You'll want to encourage people to build support characters that do things the main character for that city can't do. The comic-book idea of "junior sidekick types" who have the same powers as the main character but at a lower level works ok in comics and TV, but I think it would be dull to play. Why send Kid Flash to do something when Flash can do it?

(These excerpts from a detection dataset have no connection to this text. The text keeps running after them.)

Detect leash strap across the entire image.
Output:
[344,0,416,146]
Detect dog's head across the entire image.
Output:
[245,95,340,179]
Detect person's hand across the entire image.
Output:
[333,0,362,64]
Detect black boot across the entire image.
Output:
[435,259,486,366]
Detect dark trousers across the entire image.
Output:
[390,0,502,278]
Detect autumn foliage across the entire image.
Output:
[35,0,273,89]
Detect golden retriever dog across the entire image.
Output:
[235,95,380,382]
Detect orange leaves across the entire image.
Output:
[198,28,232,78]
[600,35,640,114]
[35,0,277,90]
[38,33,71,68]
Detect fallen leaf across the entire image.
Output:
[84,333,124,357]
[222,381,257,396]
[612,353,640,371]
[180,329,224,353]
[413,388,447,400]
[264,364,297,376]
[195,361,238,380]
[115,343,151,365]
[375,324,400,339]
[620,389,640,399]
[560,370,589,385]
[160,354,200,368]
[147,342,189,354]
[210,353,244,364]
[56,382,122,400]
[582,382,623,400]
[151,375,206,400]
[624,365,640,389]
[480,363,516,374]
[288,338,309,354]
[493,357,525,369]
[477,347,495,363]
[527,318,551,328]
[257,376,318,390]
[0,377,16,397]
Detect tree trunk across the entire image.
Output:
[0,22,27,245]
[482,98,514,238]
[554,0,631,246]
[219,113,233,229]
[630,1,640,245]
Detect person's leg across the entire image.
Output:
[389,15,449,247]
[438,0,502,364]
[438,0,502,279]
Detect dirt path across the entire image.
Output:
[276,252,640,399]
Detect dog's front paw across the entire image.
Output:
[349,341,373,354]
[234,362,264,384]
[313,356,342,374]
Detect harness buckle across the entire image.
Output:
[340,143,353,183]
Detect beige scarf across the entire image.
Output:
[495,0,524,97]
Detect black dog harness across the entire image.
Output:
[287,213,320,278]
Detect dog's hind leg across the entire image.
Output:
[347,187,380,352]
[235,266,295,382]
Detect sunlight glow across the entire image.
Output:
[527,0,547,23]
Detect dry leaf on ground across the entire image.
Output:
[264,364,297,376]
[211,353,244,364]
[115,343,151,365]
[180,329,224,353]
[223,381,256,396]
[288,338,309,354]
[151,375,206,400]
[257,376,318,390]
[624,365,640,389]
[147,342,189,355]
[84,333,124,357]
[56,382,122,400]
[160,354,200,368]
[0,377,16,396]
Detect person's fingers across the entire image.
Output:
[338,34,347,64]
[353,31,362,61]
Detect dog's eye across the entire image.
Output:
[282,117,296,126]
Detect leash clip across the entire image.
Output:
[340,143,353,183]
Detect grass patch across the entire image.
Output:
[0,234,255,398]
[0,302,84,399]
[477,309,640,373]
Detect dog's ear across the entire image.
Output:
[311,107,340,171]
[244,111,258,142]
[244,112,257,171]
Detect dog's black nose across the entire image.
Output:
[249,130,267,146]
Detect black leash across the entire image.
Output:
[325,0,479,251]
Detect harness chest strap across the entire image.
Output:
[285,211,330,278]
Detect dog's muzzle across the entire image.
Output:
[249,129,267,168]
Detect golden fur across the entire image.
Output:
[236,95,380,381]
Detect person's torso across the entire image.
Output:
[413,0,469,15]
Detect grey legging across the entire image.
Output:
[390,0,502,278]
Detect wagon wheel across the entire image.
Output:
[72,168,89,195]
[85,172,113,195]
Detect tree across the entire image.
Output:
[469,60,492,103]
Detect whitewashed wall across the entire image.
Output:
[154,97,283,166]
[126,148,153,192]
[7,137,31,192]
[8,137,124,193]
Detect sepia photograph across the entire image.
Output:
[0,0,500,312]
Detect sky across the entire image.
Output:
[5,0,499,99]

* I read the book ages ago, AM fans please don't get mad if I am misremembering or misrepresenting things here.

Jay R
2017-11-20, 11:20 PM
Near as I can tell, you are running the individual heroes' books as well as the team book, with the Green Arrow player also playing Jimmy Olsen, **** Grayson, and Doiby Dickles.

The only danger I see is that in the majority of sessions, most players are running lesser characters supporting the main heroes.

For the right gaming group, it sounds like a very interesting approach. But many modern gamers hate the idea of an unbalanced game, and all games except the crossovers will fall in that category.

GreatWyrmGold
2017-11-21, 12:09 AM
This sounds like it would work well in a PBP game. You could theoretically run adventures for most or all groups simultaneously. Actually, I might need to borrow that idea...tweak it to make it more original...hm...

Knaight
2017-11-21, 06:57 PM
I'd recommend shying away from Mutants and Masterminds here - not only does the system not work too well for more normal characters, it has a fairly long character creation process. That's fine when you're making one character; it's a little more irritating when you're making four to six.


For the right gaming group, it sounds like a very interesting approach. But many modern gamers hate the idea of an unbalanced game, and all games except the crossovers will fall in that category.

I wouldn't worry about this - the distaste for an unbalanced game applies within a fairly specific framework, and this isn't it. Ars Magica's Troupe Play has been mentioned already, as a similar structure that was well received.

Grod_The_Giant
2017-11-21, 08:21 PM
Accidentally unbalanced games are very different from intentionally unbalanced ones, especially ones with a rotating framework like is being suggested here.

Actually, the thing that jumps out at me here is Fate-- in particular the Dresden Files version, which had an interesting way of doing things. The supernatural abilities were definitely more powerful than normal stunts... but if you went "pure human," you got bonus fate points every session. You wound up with less overt mechanical power, but more narrative power and freedom (because more points mean you're more able to ignore compels). Might be an interesting way of doing things here-- give the sidekicks an extra hero point, or maybe some "demihero points" that can be used for everything but rerolls.